In today’s retail market, customers will not buy from you just because you’ve got great products, reasonable prices or because you carry their choice brands. Customers will buy from you when your retail brand connects with them emotionally. As a retailer, you have the ability to do so, and in this post, we’ll cover some specific things which will help you get started with layout consistency.
Staple down your consumer decision tree
The consumer decision tree, which groups products according to how customers shop them, is a vital tool for retailers and manufacturers when designing store layouts through planograms. When browsing a category in-store here is an example of a decision process a customer may go through:
1. Brand. Buying by brand is often the first stop for customers in a category because of the promise of quality and consistency.
2. Quality. The customer then segments the product into economy, premium and super-premium.
3. Attributes. At this stage, the customer segments even further by looking for attributes which meet their preference such as colour, flavour, or packaging.
The better designed and recorded a consumer decision tree is, the easier it will be for customers to shop. Consumer decision trees also impact space planners, the architects of store layouts. When products are classified according to their logical place on the consumer decision tree, space planners are better able to create planograms for more consistent layouts across multiple stores. If well executed, they make the difference between a fiercely loyal customer and an occasional shopper.

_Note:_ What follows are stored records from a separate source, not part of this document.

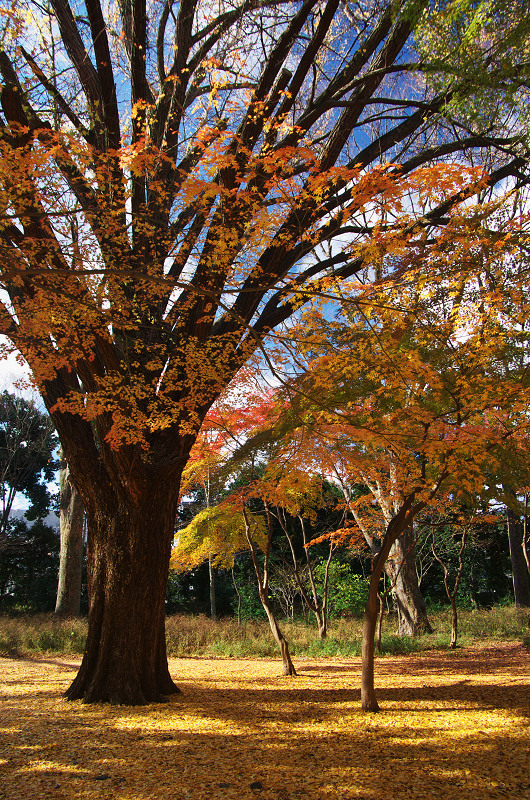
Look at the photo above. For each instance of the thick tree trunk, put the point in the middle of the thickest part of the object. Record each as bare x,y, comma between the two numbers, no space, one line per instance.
128,561
368,697
406,593
521,582
72,513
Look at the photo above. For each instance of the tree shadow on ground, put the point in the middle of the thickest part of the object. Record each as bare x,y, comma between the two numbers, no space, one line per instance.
251,734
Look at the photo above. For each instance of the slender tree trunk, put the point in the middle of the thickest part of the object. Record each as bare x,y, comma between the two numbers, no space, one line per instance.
406,592
263,588
288,666
238,594
404,517
211,575
128,553
71,519
521,582
454,622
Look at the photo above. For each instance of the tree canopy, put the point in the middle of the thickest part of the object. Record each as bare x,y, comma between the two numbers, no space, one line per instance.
176,180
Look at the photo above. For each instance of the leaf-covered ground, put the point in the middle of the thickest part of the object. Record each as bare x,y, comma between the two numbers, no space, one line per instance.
453,725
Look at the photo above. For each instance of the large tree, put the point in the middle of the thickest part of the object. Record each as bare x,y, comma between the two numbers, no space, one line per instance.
170,177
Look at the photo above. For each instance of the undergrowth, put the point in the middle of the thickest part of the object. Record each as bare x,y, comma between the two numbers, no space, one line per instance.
198,636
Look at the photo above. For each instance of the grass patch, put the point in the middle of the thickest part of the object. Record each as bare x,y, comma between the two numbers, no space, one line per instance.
198,636
41,634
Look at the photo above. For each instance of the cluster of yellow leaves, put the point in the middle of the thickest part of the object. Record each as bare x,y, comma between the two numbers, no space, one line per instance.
452,725
215,533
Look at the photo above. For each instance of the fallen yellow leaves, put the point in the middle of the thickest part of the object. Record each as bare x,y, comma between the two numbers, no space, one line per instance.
453,725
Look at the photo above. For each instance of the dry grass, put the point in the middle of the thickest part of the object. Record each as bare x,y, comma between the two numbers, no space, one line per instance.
198,636
453,724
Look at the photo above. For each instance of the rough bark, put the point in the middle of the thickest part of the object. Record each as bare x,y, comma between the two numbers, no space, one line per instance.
68,603
521,582
211,577
406,592
395,527
288,666
128,553
263,587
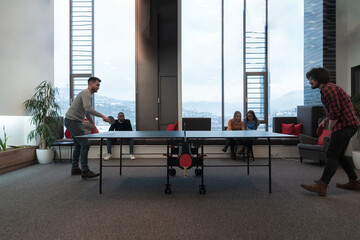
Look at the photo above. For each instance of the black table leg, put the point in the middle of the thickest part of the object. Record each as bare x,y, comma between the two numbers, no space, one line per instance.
100,182
269,144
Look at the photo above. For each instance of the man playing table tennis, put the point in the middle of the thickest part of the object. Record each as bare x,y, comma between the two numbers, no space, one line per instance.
343,124
121,124
74,117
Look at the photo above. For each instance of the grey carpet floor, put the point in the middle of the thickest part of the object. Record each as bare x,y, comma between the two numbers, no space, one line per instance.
45,202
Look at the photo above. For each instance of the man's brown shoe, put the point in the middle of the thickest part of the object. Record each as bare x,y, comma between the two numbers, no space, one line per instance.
352,185
319,187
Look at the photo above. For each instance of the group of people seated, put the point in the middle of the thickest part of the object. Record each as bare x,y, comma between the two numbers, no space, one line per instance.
250,122
121,124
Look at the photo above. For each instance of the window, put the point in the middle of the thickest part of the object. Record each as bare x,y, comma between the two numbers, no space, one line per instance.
286,57
201,60
115,59
103,45
61,53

Merchandising principles have a real impact on store layouts and in turn have a direct influence on the behaviour and perceptions of its customers. From a store layout consistency perspective take a look at the example regarding House Brands below:
In today’s market, many retailers develop their own house brands in an effort create connections with customers. The brand is often the first factor which influences a customer’s shopping behaviour, and it can be leveraged to create perceptions. To do this successfully, you’ll need to ensure your house brand is optimally placed. So if for example, if you made it a merchandising principle or “rule” to always put your house brand between the brand leader and the secondary brand on all shelves and in all stores it would contribute towards consistency. It would also improve the perceived value of your house brand.
Depending on your store type, when customers shop at your store they expect there to be certain products available no matter what. These products are referred to as the base range. Products in the base range will stay the same across all your retail stores regardless of local preferences. The base range will usually comprise of the most popular products and brands that your shoppers expect to find across all your stores. For example, grocers who have a cereal category will almost always have Cornflakes, be it Kelloggs or house brand. This consistency puts customers at ease, letting them know that they can trust your store to have the essentials they need.
Focusing on the consistency of your store's layout will boost the way people perceive your brand.